As for the fillet I suspect the trick to running a nice fillet of solder in the joint is to get enough heat in quickly to run the soldering iron smoothly along the length of the joint. Given the thickness of the metal presumably getting the heat in is the problem. Not tried it myself but perhaps preheating the frame with a blow lamp before soldering might help the solder to flow a bit better.

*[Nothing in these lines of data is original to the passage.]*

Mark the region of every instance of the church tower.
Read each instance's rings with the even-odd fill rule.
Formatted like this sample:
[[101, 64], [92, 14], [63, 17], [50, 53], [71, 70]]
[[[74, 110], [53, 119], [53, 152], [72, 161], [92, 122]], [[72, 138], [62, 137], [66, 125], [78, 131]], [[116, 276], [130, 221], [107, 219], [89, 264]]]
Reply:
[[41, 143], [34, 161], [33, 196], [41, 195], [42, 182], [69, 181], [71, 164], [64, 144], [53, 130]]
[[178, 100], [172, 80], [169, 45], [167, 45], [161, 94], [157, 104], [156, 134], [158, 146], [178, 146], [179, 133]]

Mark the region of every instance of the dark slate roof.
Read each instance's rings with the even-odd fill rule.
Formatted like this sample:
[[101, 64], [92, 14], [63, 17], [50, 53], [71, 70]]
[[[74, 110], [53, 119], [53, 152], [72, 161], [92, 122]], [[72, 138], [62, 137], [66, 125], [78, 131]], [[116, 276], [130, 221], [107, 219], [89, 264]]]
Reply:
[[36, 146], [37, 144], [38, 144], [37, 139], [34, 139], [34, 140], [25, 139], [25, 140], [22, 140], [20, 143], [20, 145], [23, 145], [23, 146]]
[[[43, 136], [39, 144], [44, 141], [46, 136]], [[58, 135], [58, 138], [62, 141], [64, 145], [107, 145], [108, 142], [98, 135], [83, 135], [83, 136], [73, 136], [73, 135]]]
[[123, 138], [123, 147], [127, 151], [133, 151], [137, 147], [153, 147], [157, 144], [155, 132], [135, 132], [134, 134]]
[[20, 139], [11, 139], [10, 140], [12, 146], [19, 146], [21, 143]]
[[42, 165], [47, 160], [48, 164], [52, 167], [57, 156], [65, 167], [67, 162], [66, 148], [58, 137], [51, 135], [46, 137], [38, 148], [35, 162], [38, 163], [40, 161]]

Alternatively do your best making a solder fillet and then grind an old needle file into a scraper and radius one corner to make the fillet when cleaning up.
 

Steve Cook

Flying Squad
That is very nice Andy, I like that :)
I'm with Adrian on the fillet front, I would have thought a 80W+ iron and 145degC solder would have got the job done - the challenge will be holding everything in alignment so you can feed in the extra solder and flux as you wipe the iron down each joint.
Steve
 

jamiepage

Western Thunderer
Very much looking forward to one or two of these, Andy. Excellent stuff. Were the wheels 2ft 8.5in diameter, or 3ft 2in on these wagons? If the smaller, do suitable G3 wheels exist?
Jamie
 

AndyB

Western Thunderer
Thanks all for your comments and suggestions.
I've used my home-built resistance soldering unit for construction so far, and using solder paste containing 2% Ag. Getting sufficient heat into the job has not been a problem, and the way the paste flows into small gaps is excellent but no good for large fillets. Steve - I think the 145 solder may be the key. I have read various bits of information about the properties of different solders, but they haven't stuck sufficiently in my head yet!
For alignment, I've made a simple jig (3 blocks of steel, 2 small G-clamps and a bit of wooden coffee stirrer) which has worked well.
Jamie - wheels were 2ft 8.5in diameter. Slaters do a 2' 9" disc version (produced for the GRS W&U coach) of which I have a sample. I've had discussions with David White about a new 8-spoke centre using this same rim.
This is really a test piece to see what could be achieved (pushing the boundaries a bit further?).
I don't plan on producing a full kit for this model (not commercially viable) but will do sets of etches on request. Lets talk more at the AGM in Feb (assuming you'll be there).